Vectorization describes the absence of any *explicit* looping, indexing, etc.,
in the code - these things are taking place, of course, just "behind the
scenes" (in optimized, pre-compiled C code).  Vectorized code has many
advantages, among which are:

- vectorized code is more concise and easier to read

- fewer lines of code generally means fewer bugs

- the code more closely resembles standard mathematical notation (making it
  easier, typically, to correctly code written mathematics)

- vectorization results in more "Pythonic" code (without vectorization, our
  code would still be littered with ``for`` loops; though of course not absent
  in Python, generally speaking, we feel that if we have to use a ``for`` loop
  in Python, we must be doing something wrong!) :-)

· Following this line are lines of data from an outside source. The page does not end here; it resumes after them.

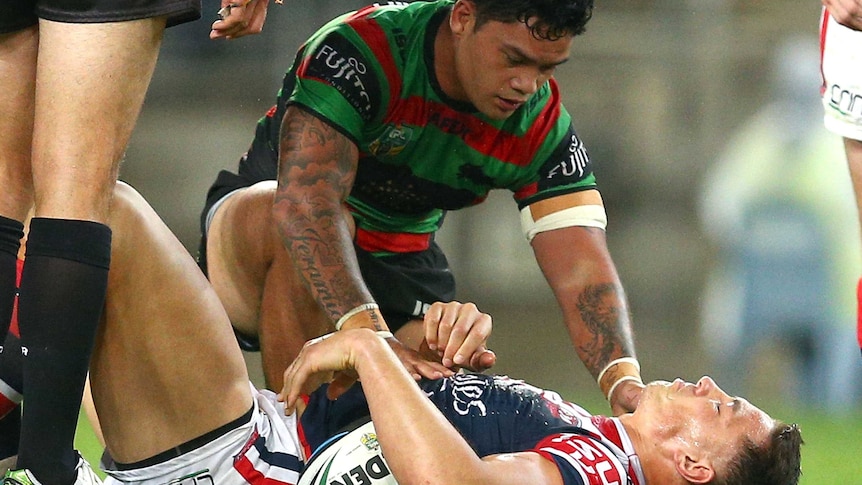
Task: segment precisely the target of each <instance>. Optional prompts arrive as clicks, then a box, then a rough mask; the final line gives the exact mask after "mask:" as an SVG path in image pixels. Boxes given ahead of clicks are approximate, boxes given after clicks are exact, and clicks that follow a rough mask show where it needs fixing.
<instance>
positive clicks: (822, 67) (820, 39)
mask: <svg viewBox="0 0 862 485" xmlns="http://www.w3.org/2000/svg"><path fill="white" fill-rule="evenodd" d="M827 25H829V11H827V10H826V7H823V13H822V14H821V15H820V95H821V96H822V95H823V93H825V92H826V76H824V75H823V51H824V50H825V48H826V26H827Z"/></svg>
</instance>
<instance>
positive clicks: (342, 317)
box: [335, 303, 380, 331]
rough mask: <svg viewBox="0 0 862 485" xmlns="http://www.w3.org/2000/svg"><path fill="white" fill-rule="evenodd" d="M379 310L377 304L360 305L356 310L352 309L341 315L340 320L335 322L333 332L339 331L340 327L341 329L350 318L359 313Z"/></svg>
mask: <svg viewBox="0 0 862 485" xmlns="http://www.w3.org/2000/svg"><path fill="white" fill-rule="evenodd" d="M379 308H380V307H379V306H377V303H363V304H362V305H359V306H357V307H356V308H354V309H353V310H350V311H349V312H347V313H345V314H344V315H341V318H339V319H338V321H337V322H335V330H336V331H337V330H341V327H343V326H344V324H345V323H346V322H347V321H348V320H350V319H351V318H352V317H354V316H355V315H356V314H358V313H361V312H365V311H371V310H377V309H379Z"/></svg>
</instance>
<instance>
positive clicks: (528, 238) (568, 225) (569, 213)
mask: <svg viewBox="0 0 862 485" xmlns="http://www.w3.org/2000/svg"><path fill="white" fill-rule="evenodd" d="M572 226H585V227H597V228H599V229H602V230H604V229H605V228H606V227H607V226H608V216H607V214H606V213H605V208H604V207H603V206H601V205H578V206H575V207H569V208H568V209H563V210H561V211H557V212H552V213H550V214H548V215H546V216H544V217H541V218H540V219H539V220H537V221H534V220H533V213H532V211H531V210H530V206H527V207H524V208H523V209H521V230H522V231H523V232H524V236H525V237H526V238H527V241H532V240H533V238H534V237H536V234H538V233H540V232H545V231H552V230H554V229H562V228H564V227H572Z"/></svg>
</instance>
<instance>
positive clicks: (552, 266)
mask: <svg viewBox="0 0 862 485" xmlns="http://www.w3.org/2000/svg"><path fill="white" fill-rule="evenodd" d="M582 194H584V193H582ZM564 197H565V196H564ZM558 199H559V198H558ZM553 204H554V199H546V200H544V201H540V202H536V203H534V204H533V205H532V206H531V208H532V209H533V213H534V214H536V213H540V212H542V211H543V210H548V209H549V207H551V206H553ZM542 206H544V207H542ZM555 209H556V210H559V208H555ZM552 211H553V210H552ZM532 246H533V252H534V253H535V256H536V261H537V262H538V263H539V267H540V268H541V269H542V273H543V274H544V275H545V278H546V279H547V280H548V284H549V285H550V287H551V289H552V290H553V292H554V296H555V297H556V299H557V302H558V303H559V304H560V308H561V310H562V312H563V320H564V321H565V324H566V328H567V330H568V332H569V336H570V338H571V339H572V343H573V344H574V347H575V350H576V351H577V353H578V357H580V359H581V361H582V362H583V363H584V365H585V366H586V368H587V370H589V371H590V373H591V374H592V375H593V377H595V378H599V374H600V373H601V372H602V370H603V369H606V366H608V364H609V363H611V362H612V361H614V360H615V359H618V358H621V357H634V356H635V349H634V342H633V338H632V329H631V322H630V320H629V312H628V303H627V301H626V297H625V293H624V291H623V288H622V284H621V283H620V280H619V276H618V275H617V272H616V268H615V266H614V263H613V261H612V260H611V256H610V254H609V253H608V249H607V244H606V240H605V232H604V231H603V230H601V229H598V228H593V227H582V226H573V227H565V228H561V229H555V230H551V231H545V232H541V233H539V234H537V235H536V236H535V237H534V238H533V241H532ZM620 367H621V366H620V365H617V366H611V367H610V368H609V369H608V370H607V371H606V372H605V375H604V376H603V378H602V379H601V381H602V382H601V383H600V387H601V388H602V391H603V393H607V392H608V389H607V388H608V387H610V385H611V384H612V383H613V382H615V381H616V380H618V379H619V377H622V374H620V372H622V370H623V369H620ZM615 374H616V375H615ZM627 374H629V373H627ZM638 378H639V374H638ZM606 384H607V385H606ZM642 389H643V385H642V384H640V383H639V382H638V381H635V380H623V381H621V382H620V384H619V385H618V387H616V389H613V390H612V396H611V397H610V398H609V401H610V404H611V409H612V411H613V412H614V414H616V415H619V414H621V413H624V412H630V411H633V410H634V409H635V407H637V403H638V400H639V399H640V393H641V390H642Z"/></svg>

Broadcasting, on the other hand, is the term used to describe the *implicit*
element-by-element behavior of operations; generally speaking, in NumPy all
"operations" (i.e., not just arithmetic operations, but logical, bit-wise,
function, etc.) behave in this implicit element-by-element fashion, i.e., they
"broadcast."  Moreover, in the example above, ``a`` and ``b`` could be
multidimensional arrays of the same shape, or a scalar and an array, or even
two arrays of different shapes, as long as the smaller one is "expandable" to
the shape of the larger in such a way that the resulting broadcast is
unambiguous and "makes sense" (the detailed "rules" of broadcasting are
described in `numpy.doc.broadcasting`).

Finally, in tune with the rest of Python, NumPy fully supports an
object-oriented approach, starting, once again, with `ndarray`.
Unexceptionally, `ndarray` is a class, possessing many, *many* attributes,
both method and "other."  Many, if not all, of its attributes duplicate
(indeed, call) functions in the outer-most NumPy namespace, so the programmer
has complete freedom to code in whichever paradigm she prefers and/or that
seems most appropriate to the task at hand.